Mortgage officer gets 5 years for role in $7M fraud scheme

The former employee of GMAC Mortgage and Countrywide Home Loans caused millions in losses to lenders.

A former loan officer at GMAC Mortgage and Countrywide Home Loans was sentenced this week to five years in prison for his role in a mortgage fraud scheme that caused $7 million in losses to lenders.

Andrew Constantinou, 58, of Unionville, Connecticut, was previously convicted in April and a jury found him guilty of conspiracy to commit mail, wire and bank fraud.

From 2006 to 2008, Constantinou and others conspired to defraud mortgage lenders of millions of dollars of mortgage proceeds by inflating the contract price that the sellers of the properties had actually agreed to accept, according to the FBI. The scheme involved more than 40 multifamily properties in New Haven area.

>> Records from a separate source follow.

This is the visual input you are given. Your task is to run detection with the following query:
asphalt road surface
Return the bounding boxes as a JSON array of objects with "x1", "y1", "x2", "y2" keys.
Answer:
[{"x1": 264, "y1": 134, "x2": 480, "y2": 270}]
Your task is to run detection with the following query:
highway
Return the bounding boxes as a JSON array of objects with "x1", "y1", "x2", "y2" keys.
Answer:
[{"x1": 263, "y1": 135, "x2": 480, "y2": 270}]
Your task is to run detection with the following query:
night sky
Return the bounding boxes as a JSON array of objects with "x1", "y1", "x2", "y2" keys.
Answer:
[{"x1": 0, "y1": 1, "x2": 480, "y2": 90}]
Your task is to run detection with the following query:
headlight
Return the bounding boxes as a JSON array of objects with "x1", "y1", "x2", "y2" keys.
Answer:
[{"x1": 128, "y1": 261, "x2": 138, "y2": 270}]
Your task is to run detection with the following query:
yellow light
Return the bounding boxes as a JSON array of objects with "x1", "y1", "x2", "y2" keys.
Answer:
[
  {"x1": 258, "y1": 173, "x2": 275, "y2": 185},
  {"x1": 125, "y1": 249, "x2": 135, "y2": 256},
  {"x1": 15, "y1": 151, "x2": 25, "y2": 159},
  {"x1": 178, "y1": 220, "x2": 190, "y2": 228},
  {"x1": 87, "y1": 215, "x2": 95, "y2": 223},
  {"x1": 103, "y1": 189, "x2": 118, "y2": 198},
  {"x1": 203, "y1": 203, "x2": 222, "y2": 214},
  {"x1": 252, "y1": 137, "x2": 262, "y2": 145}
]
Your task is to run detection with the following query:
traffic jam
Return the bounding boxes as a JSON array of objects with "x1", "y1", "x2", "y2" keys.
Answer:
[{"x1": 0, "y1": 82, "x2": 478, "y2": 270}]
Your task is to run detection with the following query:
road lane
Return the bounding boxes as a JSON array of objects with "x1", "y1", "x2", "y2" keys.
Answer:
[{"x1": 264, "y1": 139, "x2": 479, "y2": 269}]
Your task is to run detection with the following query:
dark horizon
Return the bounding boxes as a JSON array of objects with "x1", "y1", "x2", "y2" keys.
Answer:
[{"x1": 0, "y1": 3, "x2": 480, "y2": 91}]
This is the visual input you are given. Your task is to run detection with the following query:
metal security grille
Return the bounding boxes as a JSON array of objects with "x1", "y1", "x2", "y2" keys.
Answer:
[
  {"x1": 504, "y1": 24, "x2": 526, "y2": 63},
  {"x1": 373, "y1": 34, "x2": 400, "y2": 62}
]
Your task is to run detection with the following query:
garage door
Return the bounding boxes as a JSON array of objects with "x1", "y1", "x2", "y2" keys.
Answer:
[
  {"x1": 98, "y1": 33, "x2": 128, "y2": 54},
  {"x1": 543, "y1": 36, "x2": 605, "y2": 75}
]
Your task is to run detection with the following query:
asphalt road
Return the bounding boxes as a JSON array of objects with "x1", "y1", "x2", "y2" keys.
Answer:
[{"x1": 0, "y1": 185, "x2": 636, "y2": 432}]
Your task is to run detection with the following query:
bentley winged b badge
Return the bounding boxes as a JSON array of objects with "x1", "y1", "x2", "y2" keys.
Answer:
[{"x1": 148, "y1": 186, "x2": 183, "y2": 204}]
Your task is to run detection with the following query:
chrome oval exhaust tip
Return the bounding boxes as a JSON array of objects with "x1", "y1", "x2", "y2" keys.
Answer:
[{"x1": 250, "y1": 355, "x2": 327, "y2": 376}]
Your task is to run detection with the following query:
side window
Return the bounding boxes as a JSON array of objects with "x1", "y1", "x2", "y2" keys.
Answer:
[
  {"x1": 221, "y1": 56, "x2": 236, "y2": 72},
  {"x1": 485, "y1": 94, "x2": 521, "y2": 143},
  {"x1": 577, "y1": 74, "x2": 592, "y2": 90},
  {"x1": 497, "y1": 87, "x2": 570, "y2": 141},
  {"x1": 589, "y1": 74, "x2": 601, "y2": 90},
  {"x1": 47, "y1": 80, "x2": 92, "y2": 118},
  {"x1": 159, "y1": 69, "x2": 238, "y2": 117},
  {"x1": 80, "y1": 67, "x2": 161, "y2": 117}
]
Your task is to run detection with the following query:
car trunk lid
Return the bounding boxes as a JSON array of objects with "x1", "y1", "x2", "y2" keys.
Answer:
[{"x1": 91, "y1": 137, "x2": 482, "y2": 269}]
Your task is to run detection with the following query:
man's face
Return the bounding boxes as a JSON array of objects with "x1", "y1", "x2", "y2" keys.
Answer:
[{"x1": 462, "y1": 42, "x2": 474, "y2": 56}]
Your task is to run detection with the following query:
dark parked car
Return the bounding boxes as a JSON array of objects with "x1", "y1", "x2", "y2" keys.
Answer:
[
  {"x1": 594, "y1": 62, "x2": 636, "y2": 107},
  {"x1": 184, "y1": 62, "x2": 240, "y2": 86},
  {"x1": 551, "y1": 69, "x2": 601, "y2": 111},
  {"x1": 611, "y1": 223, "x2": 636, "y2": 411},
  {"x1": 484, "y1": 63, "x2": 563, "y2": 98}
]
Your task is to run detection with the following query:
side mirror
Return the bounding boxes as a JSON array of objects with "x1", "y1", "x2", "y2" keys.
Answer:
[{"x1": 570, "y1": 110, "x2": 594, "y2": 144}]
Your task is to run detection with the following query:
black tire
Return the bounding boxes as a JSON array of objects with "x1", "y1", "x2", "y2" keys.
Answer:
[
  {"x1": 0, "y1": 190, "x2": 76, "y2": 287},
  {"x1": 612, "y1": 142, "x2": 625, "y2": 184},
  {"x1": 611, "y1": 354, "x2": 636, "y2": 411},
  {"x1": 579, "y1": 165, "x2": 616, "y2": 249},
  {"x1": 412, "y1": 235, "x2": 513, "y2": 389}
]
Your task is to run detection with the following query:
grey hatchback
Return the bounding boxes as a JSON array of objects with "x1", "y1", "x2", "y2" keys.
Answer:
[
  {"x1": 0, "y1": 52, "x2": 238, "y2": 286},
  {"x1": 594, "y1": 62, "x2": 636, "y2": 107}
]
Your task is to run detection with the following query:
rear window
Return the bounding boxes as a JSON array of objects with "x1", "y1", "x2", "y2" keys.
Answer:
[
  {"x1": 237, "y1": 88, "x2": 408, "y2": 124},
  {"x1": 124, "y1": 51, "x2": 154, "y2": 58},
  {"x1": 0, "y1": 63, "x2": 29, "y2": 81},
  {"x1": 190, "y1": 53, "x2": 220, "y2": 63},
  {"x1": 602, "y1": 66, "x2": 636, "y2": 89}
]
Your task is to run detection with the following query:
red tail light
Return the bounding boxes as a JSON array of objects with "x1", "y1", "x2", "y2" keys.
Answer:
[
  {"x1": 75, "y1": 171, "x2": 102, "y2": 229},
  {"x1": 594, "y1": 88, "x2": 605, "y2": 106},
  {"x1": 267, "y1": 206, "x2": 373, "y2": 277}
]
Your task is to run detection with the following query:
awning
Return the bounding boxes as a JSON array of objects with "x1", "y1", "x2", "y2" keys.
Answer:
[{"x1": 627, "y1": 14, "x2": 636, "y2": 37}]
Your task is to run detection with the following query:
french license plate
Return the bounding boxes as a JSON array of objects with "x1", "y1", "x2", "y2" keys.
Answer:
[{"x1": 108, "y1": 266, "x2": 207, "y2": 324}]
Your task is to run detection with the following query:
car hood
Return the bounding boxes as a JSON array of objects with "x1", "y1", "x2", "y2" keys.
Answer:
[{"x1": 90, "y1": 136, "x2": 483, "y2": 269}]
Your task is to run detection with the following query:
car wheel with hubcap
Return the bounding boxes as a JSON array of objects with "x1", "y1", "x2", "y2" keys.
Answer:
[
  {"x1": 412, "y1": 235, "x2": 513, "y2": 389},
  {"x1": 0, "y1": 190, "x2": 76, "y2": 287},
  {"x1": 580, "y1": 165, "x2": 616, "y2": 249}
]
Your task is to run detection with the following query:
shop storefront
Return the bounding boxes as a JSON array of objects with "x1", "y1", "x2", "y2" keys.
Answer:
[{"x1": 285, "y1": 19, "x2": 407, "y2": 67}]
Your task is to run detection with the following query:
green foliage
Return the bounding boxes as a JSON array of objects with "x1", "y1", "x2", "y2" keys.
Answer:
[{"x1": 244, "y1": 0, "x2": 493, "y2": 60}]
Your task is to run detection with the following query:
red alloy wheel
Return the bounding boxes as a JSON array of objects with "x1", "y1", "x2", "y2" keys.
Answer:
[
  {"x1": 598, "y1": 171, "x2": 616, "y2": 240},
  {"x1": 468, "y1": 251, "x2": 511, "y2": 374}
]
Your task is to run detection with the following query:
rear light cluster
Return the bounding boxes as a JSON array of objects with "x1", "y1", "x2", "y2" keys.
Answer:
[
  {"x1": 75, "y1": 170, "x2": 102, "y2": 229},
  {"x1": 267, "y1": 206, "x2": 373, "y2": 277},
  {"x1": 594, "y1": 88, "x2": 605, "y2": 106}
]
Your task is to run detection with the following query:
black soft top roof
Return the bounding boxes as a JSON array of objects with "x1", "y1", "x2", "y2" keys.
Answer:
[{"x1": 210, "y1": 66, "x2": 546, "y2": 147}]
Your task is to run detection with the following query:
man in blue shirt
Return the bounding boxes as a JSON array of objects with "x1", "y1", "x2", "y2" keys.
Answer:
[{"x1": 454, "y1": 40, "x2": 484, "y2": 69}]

The lower sale price, which ranged from approximately $30,000 to $145,000 less than the contract price, was not disclosed to the lenders from which the buyers obtained financing to purchase the properties.

In most of the fraudulent transactions, the buyers did not make any deposits or down payments.

Constantinou and his conspirators used some of the fraudulently obtained mortgage proceeds to cover the down payments and deposits. At or shortly after a closing, the borrowers would often receive thousands to tens of thousands of dollars in cash back, although these payments were not disclosed to the lender.